The study highlights instances where AI completely flipped the meaning of draft posts – for example, a claim that 'Jesus wasn't real' was rewritten by one tool to 'Jesus… was real'. Similarly, a post complaining about the '#climatechangehoax' was transformed into '#ClimateAction'. The researchers found that Meta, Google, Alibaba, and Mistral's AIs generally introduced liberal biases on topics like feminism, gun control, and marijuana legalisation. In contrast, xAI's Grok, embedded in X's 'explain this' function, showed a bias in the opposite direction – reportedly instructed to challenge mainstream narratives.
The implications are profound: even small changes in online messages can be amplified across millions of interactions, resulting in public opinion shifts far greater than the initial AI bias. This raises new concerns about the integrity of human-to-human communication online, moving beyond previous worries about 'filter bubbles' created by algorithmic content curation.

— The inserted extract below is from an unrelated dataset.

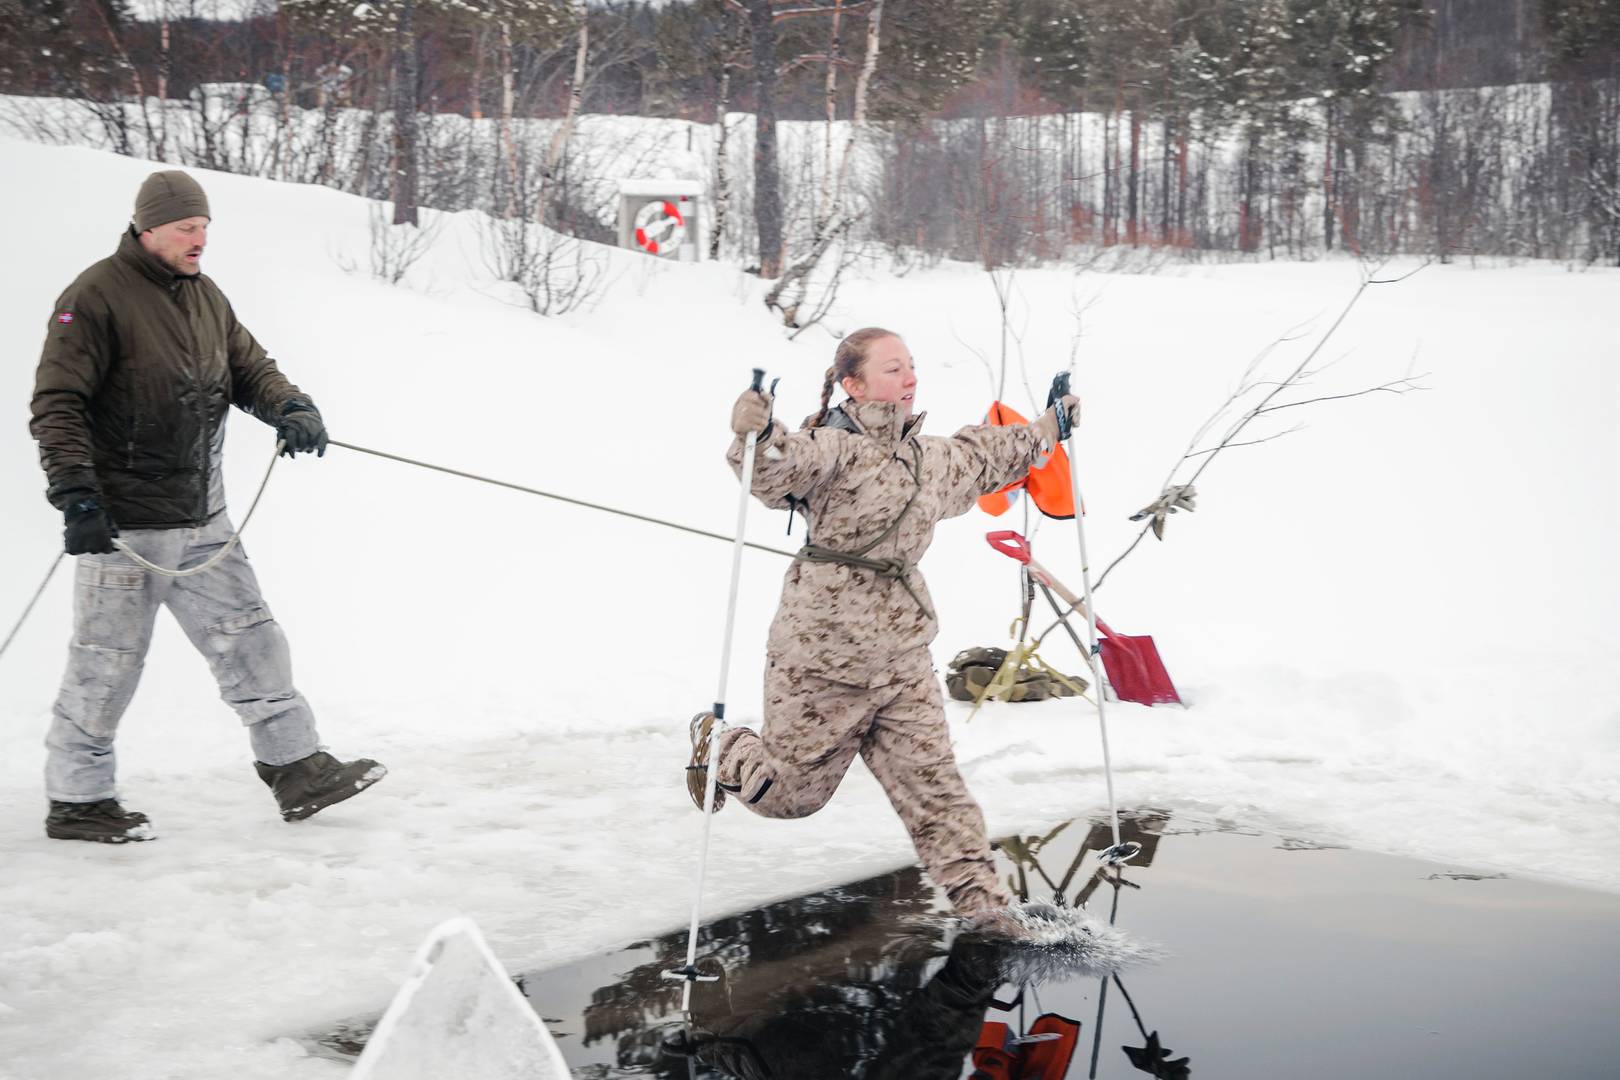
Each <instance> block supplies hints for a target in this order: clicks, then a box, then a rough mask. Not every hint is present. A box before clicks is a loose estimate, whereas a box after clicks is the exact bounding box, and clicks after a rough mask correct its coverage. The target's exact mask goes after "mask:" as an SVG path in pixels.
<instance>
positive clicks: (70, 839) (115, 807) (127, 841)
mask: <svg viewBox="0 0 1620 1080" xmlns="http://www.w3.org/2000/svg"><path fill="white" fill-rule="evenodd" d="M45 836H49V837H50V839H52V840H94V842H97V844H128V842H130V840H156V839H157V832H154V831H152V823H151V821H147V819H146V814H143V813H139V811H134V810H125V808H123V806H120V805H118V800H117V798H100V800H97V801H94V803H58V801H57V800H50V813H49V814H45Z"/></svg>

Co-author Professor Sandra Wachter likens the effect to 'polluting the forest', where individuals consume opinions that aren't genuinely those of the original author. She warns that AI intervening as a 'gatekeeper of knowledge and understanding' fundamentally alters the nature of language, central to human interaction.
The peer-reviewed findings place this phenomenon in context with existing concerns about online bias, suggesting a new front in the battle for trustworthy information. As AI writing tools become increasingly popular, the study underscores a growing risk to how public discourse is shaped and understood – with far-reaching consequences for our digital democracy.